Search code examples
elasticsearchtokenize

Elasticsearch tokenization for international languages


I wanted to find out how elasticsearch tokens the languages other than english and i tried out the analyze api provided by it. But I cannot understand the output at all. Take for example

GET myindex/_analyze?analyzer=hindi&text="में कहता हूँ और तुम सुनना "

Now in the above text there are 6 words in total so I expect at max 6 tokens( believing that text contains no stop words) but the output is somewhat like this

 {
   "tokens": [
      {
         "token": "2350",
         "start_offset": 3,
         "end_offset": 7,
         "type": "<NUM>",
         "position": 1
      },
      {
         "token": "2375",
         "start_offset": 10,
         "end_offset": 14,
         "type": "<NUM>",
         "position": 2
      },
      {
         "token": "2306",
         "start_offset": 17,
         "end_offset": 21,
         "type": "<NUM>",
         "position": 3
      },
      {
         "token": "2325",
         "start_offset": 25,
         "end_offset": 29,
         "type": "<NUM>",
         "position": 4
      },
      {
         "token": "2361",
         "start_offset": 32,
         "end_offset": 36,
         "type": "<NUM>",
         "position": 5
      },
      {
         "token": "2340",
         "start_offset": 39,
         "end_offset": 43,
         "type": "<NUM>",
         "position": 6
      },
      {
         "token": "2366",
         "start_offset": 46,
         "end_offset": 50,
         "type": "<NUM>",
         "position": 7
      },
      {
         "token": "2361",
         "start_offset": 54,
         "end_offset": 58,
         "type": "<NUM>",
         "position": 8
      },
      {
         "token": "2370",
         "start_offset": 61,
         "end_offset": 65,
         "type": "<NUM>",
         "position": 9
      },
      {
         "token": "2305",
         "start_offset": 68,
         "end_offset": 72,
         "type": "<NUM>",
         "position": 10
      },
      {
         "token": "2324",
         "start_offset": 76,
         "end_offset": 80,
         "type": "<NUM>",
         "position": 11
      },
      {
         "token": "2352",
         "start_offset": 83,
         "end_offset": 87,
         "type": "<NUM>",
         "position": 12
      },
      {
         "token": "2340",
         "start_offset": 91,
         "end_offset": 95,
         "type": "<NUM>",
         "position": 13
      },
      {
         "token": "2369",
         "start_offset": 98,
         "end_offset": 102,
         "type": "<NUM>",
         "position": 14
      },
      {
         "token": "2350",
         "start_offset": 105,
         "end_offset": 109,
         "type": "<NUM>",
         "position": 15
      },
      {
         "token": "2360",
         "start_offset": 113,
         "end_offset": 117,
         "type": "<NUM>",
         "position": 16
      },
      {
         "token": "2369",
         "start_offset": 120,
         "end_offset": 124,
         "type": "<NUM>",
         "position": 17
      },
      {
         "token": "2344",
         "start_offset": 127,
         "end_offset": 131,
         "type": "<NUM>",
         "position": 18
      },
      {
         "token": "2344",
         "start_offset": 134,
         "end_offset": 138,
         "type": "<NUM>",
         "position": 19
      },
      {
         "token": "2366",
         "start_offset": 141,
         "end_offset": 145,
         "type": "<NUM>",
         "position": 20
      }
   ]
}

That means instead of six elasticsearch has detected around 20 tokens and all of type NUM(I don't know what's that) I am really confused why this is happening.

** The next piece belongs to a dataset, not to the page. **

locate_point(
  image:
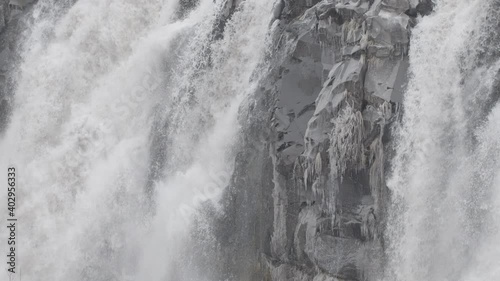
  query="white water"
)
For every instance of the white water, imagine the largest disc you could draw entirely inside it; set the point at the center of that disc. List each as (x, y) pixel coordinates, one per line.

Can someone enlighten me what is happening. What am I doing doing wrong or where I lack in my understanding?


Solution

  • How are you calling the elasticsearch API - possibly the Hindi characters are getting messed up by your client?

    It works okay for me (at least the Hindi chars are appearing in the result) on Linux with curl:

    curl -XPOST 'http://localhost:9200/myindex/_analyze?analyzer=hindi&pretty' -d 'में कहता हूँ और तुम सुनना '
    {
      "tokens" : [ {
        "token" : "कह",
        "start_offset" : 4,
        "end_offset" : 8,
        "type" : "<ALPHANUM>",
        "position" : 2
      }, {
        "token" : "हुं",
        "start_offset" : 9,
        "end_offset" : 12,
        "type" : "<ALPHANUM>",
        "position" : 3
      }, {
        "token" : "तुम",
        "start_offset" : 16,
        "end_offset" : 19,
        "type" : "<ALPHANUM>",
        "position" : 5
      }, {
        "token" : "सुन",
        "start_offset" : 20,
        "end_offset" : 25,
        "type" : "<ALPHANUM>",
        "position" : 6
      } ]
    }